Il en existe d'autres, et notamment celle (image de gauche) qui a été rendue disponible sur Google-livres.

Alors que l'autre renferme aux pp. 85 ss. une chanson méchamment anti-maçonnique, celle-ci ne contient, à partir de sa p. 85, qu'un ensemble (pp. 85-113) de chansons et cantiques pleins d'aménité, qui - à l'exception d'un seul, le premier - figurent d'ailleurs dans de nombreux chansonniers maçonniques classiques.

C'est ce premier cantique, très enthousiaste, qui fait l'objet de la présente page ; il est absent de tous les chansonniers maçonniques (sauf un seul, l'édition dite F des chansonniers de Jérusalem), peut-être parce que son caractère de dévoilement (il constitue le récit d'une réception) le faisait considérer comme inadéquat dans une publication plus orthodoxe.

Une édition encore un peu différente contient la même chanson, mais dans une autre mise en page et avec Apprentifs dans le titre au lieu d'Apprentis.

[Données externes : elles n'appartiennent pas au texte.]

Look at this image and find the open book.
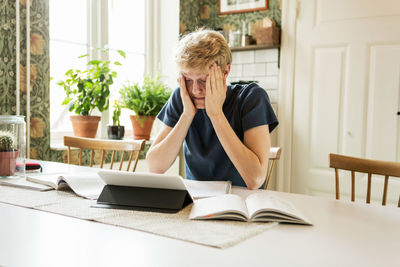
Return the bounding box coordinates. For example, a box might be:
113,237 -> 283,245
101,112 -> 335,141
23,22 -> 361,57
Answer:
0,177 -> 53,191
189,192 -> 312,225
26,172 -> 104,199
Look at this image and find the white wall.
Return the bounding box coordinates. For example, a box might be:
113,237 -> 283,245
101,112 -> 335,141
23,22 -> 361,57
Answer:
151,0 -> 179,137
156,0 -> 179,89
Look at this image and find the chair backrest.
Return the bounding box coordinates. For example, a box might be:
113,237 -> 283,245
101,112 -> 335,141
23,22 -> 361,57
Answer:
64,136 -> 146,172
329,154 -> 400,207
264,147 -> 282,189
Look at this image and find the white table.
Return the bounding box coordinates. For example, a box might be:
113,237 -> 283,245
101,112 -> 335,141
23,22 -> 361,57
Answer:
0,161 -> 400,266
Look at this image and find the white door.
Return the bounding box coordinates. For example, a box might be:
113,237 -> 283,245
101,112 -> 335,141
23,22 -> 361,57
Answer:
291,0 -> 400,203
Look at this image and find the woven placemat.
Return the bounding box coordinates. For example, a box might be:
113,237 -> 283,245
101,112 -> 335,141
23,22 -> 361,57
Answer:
0,186 -> 276,248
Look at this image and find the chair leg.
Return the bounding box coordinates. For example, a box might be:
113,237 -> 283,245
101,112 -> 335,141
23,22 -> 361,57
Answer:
335,168 -> 340,199
264,159 -> 276,190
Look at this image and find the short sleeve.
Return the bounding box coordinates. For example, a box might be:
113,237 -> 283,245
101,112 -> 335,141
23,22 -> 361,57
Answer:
241,84 -> 279,132
157,87 -> 183,127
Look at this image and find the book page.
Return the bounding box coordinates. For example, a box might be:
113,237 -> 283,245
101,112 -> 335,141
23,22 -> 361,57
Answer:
0,177 -> 54,191
59,173 -> 105,199
183,179 -> 232,199
26,173 -> 61,189
246,192 -> 312,224
189,194 -> 248,221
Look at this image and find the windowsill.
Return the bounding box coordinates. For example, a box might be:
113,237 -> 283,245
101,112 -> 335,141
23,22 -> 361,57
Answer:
231,45 -> 280,52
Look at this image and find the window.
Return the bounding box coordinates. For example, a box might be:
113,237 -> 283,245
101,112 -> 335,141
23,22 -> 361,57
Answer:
49,0 -> 147,147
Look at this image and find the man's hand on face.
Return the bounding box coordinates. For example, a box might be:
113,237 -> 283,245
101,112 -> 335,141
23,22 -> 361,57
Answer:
178,73 -> 197,117
206,63 -> 227,117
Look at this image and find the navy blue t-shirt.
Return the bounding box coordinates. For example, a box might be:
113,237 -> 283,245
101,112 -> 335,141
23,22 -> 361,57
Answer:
157,83 -> 278,186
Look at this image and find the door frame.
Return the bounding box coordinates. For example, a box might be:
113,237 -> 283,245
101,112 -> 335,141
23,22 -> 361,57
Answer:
276,0 -> 301,192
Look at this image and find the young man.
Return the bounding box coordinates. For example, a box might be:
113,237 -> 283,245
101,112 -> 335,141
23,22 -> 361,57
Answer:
146,29 -> 278,189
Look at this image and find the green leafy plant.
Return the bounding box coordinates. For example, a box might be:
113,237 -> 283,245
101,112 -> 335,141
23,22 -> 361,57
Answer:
120,75 -> 171,125
57,50 -> 125,116
113,100 -> 121,126
0,132 -> 15,152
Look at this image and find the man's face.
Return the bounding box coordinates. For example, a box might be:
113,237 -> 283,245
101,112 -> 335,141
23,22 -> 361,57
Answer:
182,70 -> 208,109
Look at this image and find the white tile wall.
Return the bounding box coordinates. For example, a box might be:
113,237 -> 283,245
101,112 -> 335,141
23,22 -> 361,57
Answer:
228,49 -> 279,104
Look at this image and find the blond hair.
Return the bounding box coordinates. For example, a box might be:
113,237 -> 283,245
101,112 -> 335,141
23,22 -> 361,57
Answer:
175,29 -> 232,73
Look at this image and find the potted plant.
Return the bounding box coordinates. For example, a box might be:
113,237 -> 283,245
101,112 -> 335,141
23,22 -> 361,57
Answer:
57,50 -> 125,138
0,132 -> 19,176
107,100 -> 125,140
120,75 -> 171,140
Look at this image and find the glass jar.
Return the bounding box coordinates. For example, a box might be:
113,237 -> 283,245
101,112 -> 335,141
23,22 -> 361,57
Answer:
0,115 -> 26,178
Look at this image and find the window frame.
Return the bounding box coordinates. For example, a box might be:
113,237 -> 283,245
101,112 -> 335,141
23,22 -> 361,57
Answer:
50,0 -> 152,149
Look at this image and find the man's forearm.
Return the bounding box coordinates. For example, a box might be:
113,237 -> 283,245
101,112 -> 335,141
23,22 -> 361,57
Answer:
146,114 -> 193,173
210,114 -> 269,189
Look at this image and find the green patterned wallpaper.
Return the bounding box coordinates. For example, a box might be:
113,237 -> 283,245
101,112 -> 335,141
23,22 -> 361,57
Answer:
0,0 -> 62,161
179,0 -> 281,34
0,0 -> 281,164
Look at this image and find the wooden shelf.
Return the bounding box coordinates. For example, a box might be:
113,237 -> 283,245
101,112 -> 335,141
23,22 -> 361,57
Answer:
231,45 -> 280,52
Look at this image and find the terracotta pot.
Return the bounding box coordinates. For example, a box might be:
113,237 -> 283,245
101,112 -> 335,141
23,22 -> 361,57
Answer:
107,125 -> 125,140
69,115 -> 100,138
0,150 -> 18,176
129,115 -> 156,140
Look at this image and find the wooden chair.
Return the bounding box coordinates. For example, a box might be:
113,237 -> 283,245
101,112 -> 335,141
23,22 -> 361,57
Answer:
64,136 -> 146,172
264,147 -> 282,190
329,154 -> 400,207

C'est précisément ce qui fait son intérêt, de par le caractère vécu de la scène. La procédure de la réception est bien conforme à celle décrite aux pp. 71-5 du livre, et on remarquera à quel point elle est encore simple à l'époque : pas de porte basse, pas de voyages, aucun des 4 éléments ... et encore moins de corde et de chaînes, qui furent également introduits plus tard (et qui de nos jours sont souvent abandonnés). D'autres éléments traditionnels sont par contre déjà bien présents, comme le dépouillement des Métaux (définis très justement comme tout ce qui flatte la personne), le bandeau, la voûte étoilée, la remise du tablier et des gants, ...

Dans quel but ?

On trouve de tout dans les très nombreuses divulgations de cette époque.

Certaines se contentent de rapporter, sans porter de jugement, des informations récoltées, pas toujours exactes ; d'autres sont l'oeuvre de véritables ennemis de la maçonnerie, souvent bien informés ; d'autres encore (celle-ci par exemple ?), émanant de maçons, ne cherchent, en mêlant le vrai et le faux, qu'à lancer des profanes sur de fausses pistes pour les égarer, et éventuellement les ridiculiser quand ils tenteront, en vue de se faire passer pour maçons, d'utiliser ce qu'ils auront lu. 

Certaines aussi sont manifestement écrites par des maçons ou sympathisants, sous un couvert d'antimaçonnisme qui leur permet d'exprimer, sans être soupçonnables d'apriori favorable, un avis sur la maçonnerie qui en finale soit plus positif que négatif. 

C'est ce que dénonce le présent ouvrage quand il écrit (pp. 4-6) :

... leur motif, au contraire, a eu deux principaux objets ; le premier de donner le change au Public par une fausse confidence de prétendus secrets, revêtu de dehors spécieux, & par-là détruire la connoissance que l'on commençoit à acquérir de leurs Mystères par l'indiscrétion de quelques-uns de leurs Freres ... Le second objet a été de présenter leur Société sous une face avantageuse, en la décorant du nom d'Ecole de Vertu, afin d'engager quantité d'honnêtes gens à s'y faire recevoir, & ensuite faire rejaillir sur la Société même, le mérite personnel de quelques particuliers qui la composent, & par ce moyen la rendre respectable ...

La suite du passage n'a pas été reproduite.